Universe

Should You Catch a Tossed Coin?

January 21, 2016 | Elizabeth Knowles

A hand flipping a coin into the air
Photo credit: Nicu Buculei/Flickr (CC BY-SA 2.0)

Or is it more random to let it fall?

Pretty much everyone, at one time or another, has flipped a coin to make a decision. Whether it was to pick what movie to watch with your family, or to make a life-changing choice, you probably assumed that there was a 50 percent chance that it would come up heads and a 50 percent chance that it would come up tails.

Have you ever actually thought about how fair a coin is? Well Persi Draconius, an American mathematician, former magician, and current randomness expert and professor at Stanford University, has. In fact, he made two whole Numberphile videos about it.

He explains that, if we had all the necessary information (how fast a coin was revolving and how fast it was moving vertically) we could calculate which way it would land. It’s basic physics after all!

He also explains that a typical coin flip isn’t completely random. There is a 51 percent chance that a coin will land the way it started. So, if you’re hoping for heads to come up, start with heads on top when you flip your coin. That tiny difference won’t change much, but you will up your chances ever so slightly. It can’t hurt to try, right?

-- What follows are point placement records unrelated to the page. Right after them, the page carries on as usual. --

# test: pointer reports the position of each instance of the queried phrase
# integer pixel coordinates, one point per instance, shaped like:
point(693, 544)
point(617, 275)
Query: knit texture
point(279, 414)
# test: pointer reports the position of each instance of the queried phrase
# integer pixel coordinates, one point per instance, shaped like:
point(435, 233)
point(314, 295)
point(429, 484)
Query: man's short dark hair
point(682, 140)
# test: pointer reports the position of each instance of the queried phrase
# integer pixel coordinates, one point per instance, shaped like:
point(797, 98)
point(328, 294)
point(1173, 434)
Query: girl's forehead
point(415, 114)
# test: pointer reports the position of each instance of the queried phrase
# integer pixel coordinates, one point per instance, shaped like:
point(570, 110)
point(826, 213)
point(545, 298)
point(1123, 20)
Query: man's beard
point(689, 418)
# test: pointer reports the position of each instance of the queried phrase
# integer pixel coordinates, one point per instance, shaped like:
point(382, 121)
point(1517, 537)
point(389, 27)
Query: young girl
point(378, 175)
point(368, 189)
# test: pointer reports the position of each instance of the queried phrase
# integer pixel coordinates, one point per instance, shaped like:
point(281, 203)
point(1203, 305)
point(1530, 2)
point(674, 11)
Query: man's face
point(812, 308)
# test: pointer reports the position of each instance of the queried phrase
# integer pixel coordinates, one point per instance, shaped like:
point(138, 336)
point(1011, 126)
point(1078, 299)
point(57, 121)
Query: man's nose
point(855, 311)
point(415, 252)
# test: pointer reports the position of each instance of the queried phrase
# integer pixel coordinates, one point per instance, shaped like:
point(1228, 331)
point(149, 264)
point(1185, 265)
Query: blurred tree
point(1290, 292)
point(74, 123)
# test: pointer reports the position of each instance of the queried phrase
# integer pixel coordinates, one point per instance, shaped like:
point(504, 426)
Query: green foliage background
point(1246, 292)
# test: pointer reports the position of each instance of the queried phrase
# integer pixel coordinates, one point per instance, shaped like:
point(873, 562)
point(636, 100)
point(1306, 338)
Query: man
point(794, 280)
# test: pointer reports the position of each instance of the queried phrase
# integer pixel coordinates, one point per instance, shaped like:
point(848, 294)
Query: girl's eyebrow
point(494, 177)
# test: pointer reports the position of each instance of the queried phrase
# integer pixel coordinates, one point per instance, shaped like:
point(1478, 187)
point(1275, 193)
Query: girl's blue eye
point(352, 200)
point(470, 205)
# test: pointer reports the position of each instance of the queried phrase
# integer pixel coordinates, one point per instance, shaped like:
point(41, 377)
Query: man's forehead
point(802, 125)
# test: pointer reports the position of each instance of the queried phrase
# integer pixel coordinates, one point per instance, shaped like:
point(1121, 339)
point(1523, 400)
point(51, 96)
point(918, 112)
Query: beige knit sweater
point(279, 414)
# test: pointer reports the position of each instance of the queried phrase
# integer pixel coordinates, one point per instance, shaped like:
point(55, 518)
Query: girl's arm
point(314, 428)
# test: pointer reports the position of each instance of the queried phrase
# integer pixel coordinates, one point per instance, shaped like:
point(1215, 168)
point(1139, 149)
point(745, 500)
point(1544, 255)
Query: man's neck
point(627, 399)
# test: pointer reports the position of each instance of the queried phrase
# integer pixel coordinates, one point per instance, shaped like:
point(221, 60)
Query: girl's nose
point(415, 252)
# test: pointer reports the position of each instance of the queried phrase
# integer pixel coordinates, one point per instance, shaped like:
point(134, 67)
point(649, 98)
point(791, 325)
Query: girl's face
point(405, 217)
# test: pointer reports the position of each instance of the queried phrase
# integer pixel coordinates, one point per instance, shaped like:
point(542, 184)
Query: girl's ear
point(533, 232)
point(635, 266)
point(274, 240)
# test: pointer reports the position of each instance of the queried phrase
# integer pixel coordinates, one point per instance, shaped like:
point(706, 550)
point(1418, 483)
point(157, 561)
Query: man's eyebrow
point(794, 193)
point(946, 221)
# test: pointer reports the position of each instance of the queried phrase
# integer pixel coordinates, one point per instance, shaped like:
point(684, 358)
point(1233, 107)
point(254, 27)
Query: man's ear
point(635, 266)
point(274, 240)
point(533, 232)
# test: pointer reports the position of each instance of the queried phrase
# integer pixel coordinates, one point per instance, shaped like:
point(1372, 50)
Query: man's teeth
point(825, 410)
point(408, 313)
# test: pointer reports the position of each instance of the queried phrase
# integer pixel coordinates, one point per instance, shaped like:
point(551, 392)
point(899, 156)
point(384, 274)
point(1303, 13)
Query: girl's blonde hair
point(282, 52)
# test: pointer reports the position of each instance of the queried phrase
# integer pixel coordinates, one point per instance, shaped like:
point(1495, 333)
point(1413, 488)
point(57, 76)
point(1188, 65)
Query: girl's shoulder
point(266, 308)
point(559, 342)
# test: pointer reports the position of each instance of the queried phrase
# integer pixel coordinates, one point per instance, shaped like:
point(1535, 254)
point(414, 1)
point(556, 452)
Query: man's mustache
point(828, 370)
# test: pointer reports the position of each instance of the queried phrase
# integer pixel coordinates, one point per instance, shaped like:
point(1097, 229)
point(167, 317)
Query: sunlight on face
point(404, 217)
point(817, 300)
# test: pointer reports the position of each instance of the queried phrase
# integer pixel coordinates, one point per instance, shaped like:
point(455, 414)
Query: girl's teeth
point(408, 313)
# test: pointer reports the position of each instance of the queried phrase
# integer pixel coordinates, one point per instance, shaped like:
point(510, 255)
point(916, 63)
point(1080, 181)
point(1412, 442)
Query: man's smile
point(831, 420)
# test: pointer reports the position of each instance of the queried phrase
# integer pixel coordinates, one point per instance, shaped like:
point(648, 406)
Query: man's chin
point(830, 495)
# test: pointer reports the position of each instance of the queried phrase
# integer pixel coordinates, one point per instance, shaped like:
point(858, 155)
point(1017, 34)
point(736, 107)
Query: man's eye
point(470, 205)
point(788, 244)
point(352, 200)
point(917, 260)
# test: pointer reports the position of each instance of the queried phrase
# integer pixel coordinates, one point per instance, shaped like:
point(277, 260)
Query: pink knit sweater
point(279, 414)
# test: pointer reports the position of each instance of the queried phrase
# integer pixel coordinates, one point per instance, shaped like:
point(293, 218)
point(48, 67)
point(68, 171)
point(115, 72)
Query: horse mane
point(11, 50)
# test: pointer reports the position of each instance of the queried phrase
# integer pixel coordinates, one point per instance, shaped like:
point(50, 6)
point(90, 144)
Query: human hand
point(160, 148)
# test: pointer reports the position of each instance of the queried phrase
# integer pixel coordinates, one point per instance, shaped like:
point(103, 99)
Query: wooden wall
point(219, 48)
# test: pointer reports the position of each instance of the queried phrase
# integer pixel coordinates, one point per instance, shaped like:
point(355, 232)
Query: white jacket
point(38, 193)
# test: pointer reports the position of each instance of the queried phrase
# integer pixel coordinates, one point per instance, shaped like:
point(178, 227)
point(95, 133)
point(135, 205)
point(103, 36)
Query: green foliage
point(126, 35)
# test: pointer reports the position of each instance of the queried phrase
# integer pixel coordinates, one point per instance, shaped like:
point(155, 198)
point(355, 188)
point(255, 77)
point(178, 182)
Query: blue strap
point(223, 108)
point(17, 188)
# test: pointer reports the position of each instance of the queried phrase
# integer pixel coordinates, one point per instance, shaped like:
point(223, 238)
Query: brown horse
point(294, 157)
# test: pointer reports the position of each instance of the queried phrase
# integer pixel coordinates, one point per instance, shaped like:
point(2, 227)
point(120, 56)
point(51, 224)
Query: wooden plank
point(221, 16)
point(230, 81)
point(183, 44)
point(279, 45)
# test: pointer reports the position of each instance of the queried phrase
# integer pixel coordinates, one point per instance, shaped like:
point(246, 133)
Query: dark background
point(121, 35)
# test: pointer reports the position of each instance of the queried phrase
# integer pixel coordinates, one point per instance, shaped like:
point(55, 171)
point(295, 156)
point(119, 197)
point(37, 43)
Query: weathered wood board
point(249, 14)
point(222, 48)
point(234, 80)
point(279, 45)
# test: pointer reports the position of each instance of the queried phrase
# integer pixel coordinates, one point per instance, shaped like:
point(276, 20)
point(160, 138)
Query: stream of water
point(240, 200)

In a second video, he looks at whether a coin is more random if you catch it or if you let it hit a surface like a table. You might think that adding a human component — a hand — will interfere with the randomness, but that isn’t actually true. A coin that lands on a table tends to spin before it falls. If it is weighted a certain way, that will interfere with the randomness.

“A given coin has it’s own biased when spun on the edge. But that bias fluctuates from coin to coin,” he says. Coins with un-serrated edges tend to be most biased.

However, regardless of how a coin is weighted, the odds won’t be affected so long as it is caught in the air and you neglect air resistance. To test this, Draconius created a coin where one side was made of balsa wood and the other side was made of lead. He flipped it many times and confirmed that the weighting of the coin didn’t affect the proportion of heads and tails as long as it was caught in the air and not given the chance to spin on a surface.

You might want to avoid trusting a coin to make a life-changing decision for you, but if you’re just looking for a quick and easy way to end a debate, go ahead and flip that coin — but don’t forget to catch it!